A Differentiable Distance Metric for Robotics Through Generalized Alternating Projection

TL;DR

This paper introduces a new differentiable distance metric for robotics that improves upon previous methods by providing simpler expressions, ensuring the metric vanishes upon object overlap, and demonstrating practical effectiveness in experiments.

Contribution

The paper presents a simplified, practical differentiable distance metric for convex polytopes that addresses limitations of prior approaches and is validated through experiments.

Findings

Effective in robotics control scenarios

Simpler expressions for the projection function

Ensures distance vanishes when objects overlap

Abstract

In many robotics applications, it is necessary to compute not only the distance between the robot and the environment, but also its derivative - for example, when using control barrier functions.
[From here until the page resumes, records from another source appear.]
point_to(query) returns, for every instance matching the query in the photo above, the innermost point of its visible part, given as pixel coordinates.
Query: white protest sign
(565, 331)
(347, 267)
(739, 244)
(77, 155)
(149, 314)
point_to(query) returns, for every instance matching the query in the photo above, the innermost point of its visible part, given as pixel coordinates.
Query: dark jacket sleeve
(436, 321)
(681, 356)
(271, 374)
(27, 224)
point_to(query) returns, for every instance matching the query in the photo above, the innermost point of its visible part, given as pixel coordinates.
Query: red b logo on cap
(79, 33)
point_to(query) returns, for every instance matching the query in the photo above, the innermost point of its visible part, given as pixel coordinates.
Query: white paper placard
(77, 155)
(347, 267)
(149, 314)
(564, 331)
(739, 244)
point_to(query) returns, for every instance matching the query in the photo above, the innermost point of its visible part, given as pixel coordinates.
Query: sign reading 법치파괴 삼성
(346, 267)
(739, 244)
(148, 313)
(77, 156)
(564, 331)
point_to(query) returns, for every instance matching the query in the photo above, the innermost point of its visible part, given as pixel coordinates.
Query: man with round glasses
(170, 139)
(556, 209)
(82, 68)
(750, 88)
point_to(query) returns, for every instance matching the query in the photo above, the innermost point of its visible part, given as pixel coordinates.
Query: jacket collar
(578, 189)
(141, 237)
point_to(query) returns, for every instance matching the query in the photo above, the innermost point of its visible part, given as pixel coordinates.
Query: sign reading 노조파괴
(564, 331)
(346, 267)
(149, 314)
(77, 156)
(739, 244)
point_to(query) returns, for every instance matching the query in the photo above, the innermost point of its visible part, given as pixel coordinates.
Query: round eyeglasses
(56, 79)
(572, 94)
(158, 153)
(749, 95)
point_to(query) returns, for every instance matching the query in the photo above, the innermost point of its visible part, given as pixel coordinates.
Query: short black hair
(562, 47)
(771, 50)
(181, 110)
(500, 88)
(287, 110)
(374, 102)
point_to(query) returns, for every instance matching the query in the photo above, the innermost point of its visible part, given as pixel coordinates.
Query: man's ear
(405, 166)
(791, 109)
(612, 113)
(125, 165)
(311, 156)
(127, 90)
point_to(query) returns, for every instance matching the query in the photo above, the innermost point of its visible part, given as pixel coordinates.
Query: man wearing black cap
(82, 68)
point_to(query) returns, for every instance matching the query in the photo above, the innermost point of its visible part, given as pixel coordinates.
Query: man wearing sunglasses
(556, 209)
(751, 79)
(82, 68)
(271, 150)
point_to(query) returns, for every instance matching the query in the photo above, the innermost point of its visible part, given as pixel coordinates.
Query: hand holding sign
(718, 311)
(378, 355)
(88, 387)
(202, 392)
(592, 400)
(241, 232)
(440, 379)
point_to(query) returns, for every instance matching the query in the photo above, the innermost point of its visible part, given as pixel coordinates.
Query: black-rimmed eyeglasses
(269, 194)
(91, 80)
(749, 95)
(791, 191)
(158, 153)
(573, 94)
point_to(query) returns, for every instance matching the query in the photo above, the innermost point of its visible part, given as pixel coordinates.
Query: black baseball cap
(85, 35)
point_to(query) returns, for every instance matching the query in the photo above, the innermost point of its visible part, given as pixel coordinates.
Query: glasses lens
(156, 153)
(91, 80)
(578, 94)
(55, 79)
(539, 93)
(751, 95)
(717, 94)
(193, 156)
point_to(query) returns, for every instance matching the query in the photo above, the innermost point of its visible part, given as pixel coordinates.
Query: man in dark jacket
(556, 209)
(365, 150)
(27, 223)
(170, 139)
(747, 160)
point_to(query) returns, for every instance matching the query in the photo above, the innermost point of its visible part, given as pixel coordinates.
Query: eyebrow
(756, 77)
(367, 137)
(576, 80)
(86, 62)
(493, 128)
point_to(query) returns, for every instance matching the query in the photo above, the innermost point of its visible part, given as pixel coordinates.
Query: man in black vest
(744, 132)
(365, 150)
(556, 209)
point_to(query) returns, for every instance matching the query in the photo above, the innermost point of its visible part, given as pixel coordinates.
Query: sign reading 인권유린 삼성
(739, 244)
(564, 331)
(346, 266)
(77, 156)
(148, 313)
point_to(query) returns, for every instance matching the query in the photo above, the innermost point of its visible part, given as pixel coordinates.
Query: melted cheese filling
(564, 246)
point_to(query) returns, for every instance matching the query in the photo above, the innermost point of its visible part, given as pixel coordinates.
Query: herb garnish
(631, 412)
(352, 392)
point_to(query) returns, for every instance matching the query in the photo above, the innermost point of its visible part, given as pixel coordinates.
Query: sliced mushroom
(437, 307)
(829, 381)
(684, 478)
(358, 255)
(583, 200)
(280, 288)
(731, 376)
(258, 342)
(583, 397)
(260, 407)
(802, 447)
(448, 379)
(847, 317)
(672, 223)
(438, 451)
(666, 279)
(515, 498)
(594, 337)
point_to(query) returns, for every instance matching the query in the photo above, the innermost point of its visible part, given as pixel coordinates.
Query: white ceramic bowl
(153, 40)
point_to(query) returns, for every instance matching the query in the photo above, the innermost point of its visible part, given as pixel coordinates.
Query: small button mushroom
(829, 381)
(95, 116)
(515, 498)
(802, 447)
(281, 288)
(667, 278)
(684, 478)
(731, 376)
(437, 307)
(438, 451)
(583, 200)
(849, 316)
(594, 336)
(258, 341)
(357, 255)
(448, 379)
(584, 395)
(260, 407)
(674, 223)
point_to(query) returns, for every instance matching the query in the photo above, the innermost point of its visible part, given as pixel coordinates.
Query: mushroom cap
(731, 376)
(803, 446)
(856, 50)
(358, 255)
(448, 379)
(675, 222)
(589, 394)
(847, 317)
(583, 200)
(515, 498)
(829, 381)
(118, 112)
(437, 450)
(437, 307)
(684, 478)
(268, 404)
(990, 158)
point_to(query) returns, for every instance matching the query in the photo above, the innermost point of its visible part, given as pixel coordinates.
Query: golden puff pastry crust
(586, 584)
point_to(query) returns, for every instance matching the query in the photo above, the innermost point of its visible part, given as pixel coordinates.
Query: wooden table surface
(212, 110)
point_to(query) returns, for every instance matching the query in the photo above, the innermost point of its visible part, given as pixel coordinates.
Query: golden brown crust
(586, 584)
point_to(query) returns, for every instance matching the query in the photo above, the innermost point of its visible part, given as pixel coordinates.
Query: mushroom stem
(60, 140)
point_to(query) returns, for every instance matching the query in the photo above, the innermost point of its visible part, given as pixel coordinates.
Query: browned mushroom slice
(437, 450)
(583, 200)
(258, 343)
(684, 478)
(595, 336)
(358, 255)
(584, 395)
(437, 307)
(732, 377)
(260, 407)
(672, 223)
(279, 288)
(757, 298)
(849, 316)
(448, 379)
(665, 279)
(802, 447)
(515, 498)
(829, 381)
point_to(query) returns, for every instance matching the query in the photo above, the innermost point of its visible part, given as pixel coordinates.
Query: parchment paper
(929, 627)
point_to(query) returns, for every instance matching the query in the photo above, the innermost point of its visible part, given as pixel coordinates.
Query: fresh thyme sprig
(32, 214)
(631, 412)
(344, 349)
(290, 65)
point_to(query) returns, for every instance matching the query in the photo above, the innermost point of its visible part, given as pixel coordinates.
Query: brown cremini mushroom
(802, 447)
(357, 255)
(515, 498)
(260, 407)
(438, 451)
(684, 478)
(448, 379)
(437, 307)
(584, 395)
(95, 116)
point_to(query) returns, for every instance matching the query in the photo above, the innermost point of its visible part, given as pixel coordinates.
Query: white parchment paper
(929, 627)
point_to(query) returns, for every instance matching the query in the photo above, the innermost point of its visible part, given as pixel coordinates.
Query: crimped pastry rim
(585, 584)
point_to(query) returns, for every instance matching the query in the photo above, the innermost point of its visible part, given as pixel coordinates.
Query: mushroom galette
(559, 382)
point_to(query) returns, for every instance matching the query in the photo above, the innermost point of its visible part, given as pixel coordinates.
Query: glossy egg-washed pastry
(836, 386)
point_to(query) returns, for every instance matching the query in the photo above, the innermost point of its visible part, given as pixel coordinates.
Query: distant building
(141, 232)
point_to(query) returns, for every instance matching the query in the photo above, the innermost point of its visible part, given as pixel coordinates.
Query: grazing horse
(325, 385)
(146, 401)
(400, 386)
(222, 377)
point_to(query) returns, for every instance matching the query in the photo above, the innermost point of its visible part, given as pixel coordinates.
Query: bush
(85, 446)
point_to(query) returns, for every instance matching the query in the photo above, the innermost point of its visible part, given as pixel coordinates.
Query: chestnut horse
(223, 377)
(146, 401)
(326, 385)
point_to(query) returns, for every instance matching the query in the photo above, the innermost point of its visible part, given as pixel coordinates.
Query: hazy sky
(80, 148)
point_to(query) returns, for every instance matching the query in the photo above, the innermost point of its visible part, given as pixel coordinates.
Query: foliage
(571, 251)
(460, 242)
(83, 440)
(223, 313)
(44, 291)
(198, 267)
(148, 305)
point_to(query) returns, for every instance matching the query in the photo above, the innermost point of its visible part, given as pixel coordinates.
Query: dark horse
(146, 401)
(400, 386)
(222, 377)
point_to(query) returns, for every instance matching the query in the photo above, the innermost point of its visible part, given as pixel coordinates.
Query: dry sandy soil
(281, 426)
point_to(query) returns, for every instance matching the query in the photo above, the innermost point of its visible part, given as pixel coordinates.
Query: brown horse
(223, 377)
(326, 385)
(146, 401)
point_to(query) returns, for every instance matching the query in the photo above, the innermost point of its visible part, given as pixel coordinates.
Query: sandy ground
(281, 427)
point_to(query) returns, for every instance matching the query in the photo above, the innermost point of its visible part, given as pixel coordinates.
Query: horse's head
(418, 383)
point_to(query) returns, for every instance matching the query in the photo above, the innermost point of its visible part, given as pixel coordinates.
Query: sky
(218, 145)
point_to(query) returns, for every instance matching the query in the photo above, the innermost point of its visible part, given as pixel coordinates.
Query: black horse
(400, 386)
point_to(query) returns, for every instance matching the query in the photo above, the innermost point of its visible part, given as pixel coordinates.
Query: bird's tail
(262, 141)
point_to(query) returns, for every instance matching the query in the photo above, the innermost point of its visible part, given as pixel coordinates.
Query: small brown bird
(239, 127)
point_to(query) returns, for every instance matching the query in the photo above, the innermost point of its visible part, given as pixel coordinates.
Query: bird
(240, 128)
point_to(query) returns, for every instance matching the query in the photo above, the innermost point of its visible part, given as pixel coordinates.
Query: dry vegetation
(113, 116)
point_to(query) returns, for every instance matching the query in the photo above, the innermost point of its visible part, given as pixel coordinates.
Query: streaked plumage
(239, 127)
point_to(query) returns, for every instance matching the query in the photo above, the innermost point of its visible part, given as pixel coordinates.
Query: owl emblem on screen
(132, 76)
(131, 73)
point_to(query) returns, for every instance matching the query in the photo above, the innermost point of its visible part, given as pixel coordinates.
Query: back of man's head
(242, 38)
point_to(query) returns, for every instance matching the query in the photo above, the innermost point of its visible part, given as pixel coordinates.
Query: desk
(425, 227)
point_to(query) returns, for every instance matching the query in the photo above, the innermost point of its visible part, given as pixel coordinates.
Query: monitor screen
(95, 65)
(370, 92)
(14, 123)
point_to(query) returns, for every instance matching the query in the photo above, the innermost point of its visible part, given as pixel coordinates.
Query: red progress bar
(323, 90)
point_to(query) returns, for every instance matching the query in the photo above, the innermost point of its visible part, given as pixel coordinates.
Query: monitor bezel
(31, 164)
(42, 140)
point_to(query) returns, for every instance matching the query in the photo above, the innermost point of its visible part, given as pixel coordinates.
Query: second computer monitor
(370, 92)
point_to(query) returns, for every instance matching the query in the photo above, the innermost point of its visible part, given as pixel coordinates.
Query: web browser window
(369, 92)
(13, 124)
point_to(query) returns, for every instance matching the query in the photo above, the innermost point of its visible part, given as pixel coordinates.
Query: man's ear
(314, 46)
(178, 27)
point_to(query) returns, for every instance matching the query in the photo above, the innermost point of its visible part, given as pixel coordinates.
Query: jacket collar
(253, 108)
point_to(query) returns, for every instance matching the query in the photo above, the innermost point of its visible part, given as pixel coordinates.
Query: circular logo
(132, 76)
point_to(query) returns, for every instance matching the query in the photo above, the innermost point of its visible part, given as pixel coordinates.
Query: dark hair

However, since the traditional Euclidean distance is not differentiable, there is a need for alternative distance metrics that possess this property. Recently, a metric with guaranteed differentiability was proposed [1]. This approach has some important drawbacks, which we address in this paper. We provide much simpler and practical expressions for the smooth projection for general convex polytopes. Additionally, as opposed to [1], we ensure that the distance vanishes as the objects overlap. We show the efficacy of the approach in experimental results. Our proposed distance metric is publicly available through the Python-based simulation package UAIBot.